ArgumentDescriptionDefault
modetrain or testRequired
typevq or translateRequired
config_pathDirectory containing the pretrained back translation modelRequired

Data Format

Inside the provided .pt files, you will find a dictionary with the following structure: The data files should be placed inside the directory ./data (data_path specified in the config file.) as three separate files named dev.pt, test.pt and train.pt.

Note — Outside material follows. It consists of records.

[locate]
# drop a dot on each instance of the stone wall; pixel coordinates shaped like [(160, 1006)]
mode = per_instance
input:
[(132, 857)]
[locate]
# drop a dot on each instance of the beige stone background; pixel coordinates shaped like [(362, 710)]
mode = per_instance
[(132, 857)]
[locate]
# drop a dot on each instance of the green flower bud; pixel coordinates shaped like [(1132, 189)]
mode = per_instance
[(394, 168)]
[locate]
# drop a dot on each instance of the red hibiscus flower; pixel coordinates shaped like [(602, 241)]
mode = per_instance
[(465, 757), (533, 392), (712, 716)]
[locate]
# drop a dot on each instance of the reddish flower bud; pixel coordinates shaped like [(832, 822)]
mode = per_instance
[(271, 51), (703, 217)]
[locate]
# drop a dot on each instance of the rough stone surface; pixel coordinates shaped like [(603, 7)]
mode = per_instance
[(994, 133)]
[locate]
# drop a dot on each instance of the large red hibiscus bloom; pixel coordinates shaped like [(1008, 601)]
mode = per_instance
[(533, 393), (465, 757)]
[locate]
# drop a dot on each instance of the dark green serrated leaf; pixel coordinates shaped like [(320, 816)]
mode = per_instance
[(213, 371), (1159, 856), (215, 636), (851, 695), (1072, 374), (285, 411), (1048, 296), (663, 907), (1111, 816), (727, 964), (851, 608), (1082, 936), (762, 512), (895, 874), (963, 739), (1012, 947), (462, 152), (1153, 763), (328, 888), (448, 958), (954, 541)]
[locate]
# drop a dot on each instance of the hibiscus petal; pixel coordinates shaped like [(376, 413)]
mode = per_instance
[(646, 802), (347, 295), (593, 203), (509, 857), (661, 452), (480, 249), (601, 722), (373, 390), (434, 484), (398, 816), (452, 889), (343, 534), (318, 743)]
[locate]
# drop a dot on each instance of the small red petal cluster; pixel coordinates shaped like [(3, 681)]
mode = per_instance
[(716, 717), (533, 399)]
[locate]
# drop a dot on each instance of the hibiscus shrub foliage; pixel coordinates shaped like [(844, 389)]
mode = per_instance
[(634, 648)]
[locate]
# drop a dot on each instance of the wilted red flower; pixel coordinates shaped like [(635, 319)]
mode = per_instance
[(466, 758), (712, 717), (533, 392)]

The contents of the files should follow the following dictionary structure:

{
    "01April_2010_Thursday_heute-6704":{
      "name": (string),
      "text": (string),
      "gloss": (string),
      "poses_3d" : (N x K x D),
      "speaker" : (string),
    },
     "30September_2012_Sunday_tagesschau-4038": {
      "name": (string),
      "text": (string),
      "gloss": (string),
      "poses_3d" : (N x K x D),
      "speaker" : (string),
    },
    ...
    "27October_2009_Tuesday_tagesschau-6148":   {
      "name": (string),
      "text": (string),
      "gloss": (string),
      "poses_3d" : (N x K x D),
      "speaker" : (string),
    },
}

Pre-processed Data

Pre-processed skeleton pose for the Phoenix14T dataset and corresponding back translation model can be found from the following competitions repository, GitHub Repository.

Citation

When using this codebase, please cite:

@inproceedings{walsh2024data,
  title={A data-driven representation for sign language production},
  author={Walsh, Harry and Ravanshad, Abolfazl and Rahmani, Mariam and Bowden, Richard},
  booktitle={2024 IEEE 18th International Conference on Automatic Face and Gesture Recognition (FG)},
  pages={1--10},
  year={2024},
  organization={IEEE}
}

When using the pre-processed data, please cite:

@inproceedings{walsh2025slrtp,
title={SLRTP2025 Sign Language Production Challenge: Methodology, Results, and Future Work},
author={Walsh, Harry and Fish, Ed and Sincan, Ozge Mercanoglu and Lakhal, Mohamed Ilyes and Bowden, Richard and Fox, Neil and Cormier, Kearsy and Woll, Bencie and Wu, Kepeng and Li, Zecheng and Zhao, Weichao and Wang, Haodong and Zhou, Wengang and Li, Houqiang and Tang, Shengeng and He, Jiayi and Wang, Xu and Zhang, Ruobei and Wang, Yaxiong and Cheng, Lechao and Tasyurek, Meryem and Kiziltepe, Tugce and Keles, Hacer Yalim}, 
booktitle={Proceedings of the IEEE/CVF Conference on Computer Vision and Pattern Recognition},
year={2025}
}

When using the back translation model, please cite:

@inproceedings{camgoz2020sign,
author = {Necati Cihan Camgoz and Oscar Koller and Simon Hadfield and Richard Bowden},
title = {Sign Language Transformers: Joint End-to-end Sign Language Recognition and Translation},
booktitle = {IEEE Conference on Computer Vision and Pattern Recognition (CVPR)},
year = {2020}
}

Acknowledgements

This work was supported by Intel, the SNSF project ‘SMILE II’ (CRSII5 193686), the European Union’s Horizon2020 programme (‘EASIER’ grant agreement 101016982) and the Innosuisse IICT Flagship (PFFS-21-47). This work reflects only the author's view and the Commission is not responsible for any use that may be made of the information it contains.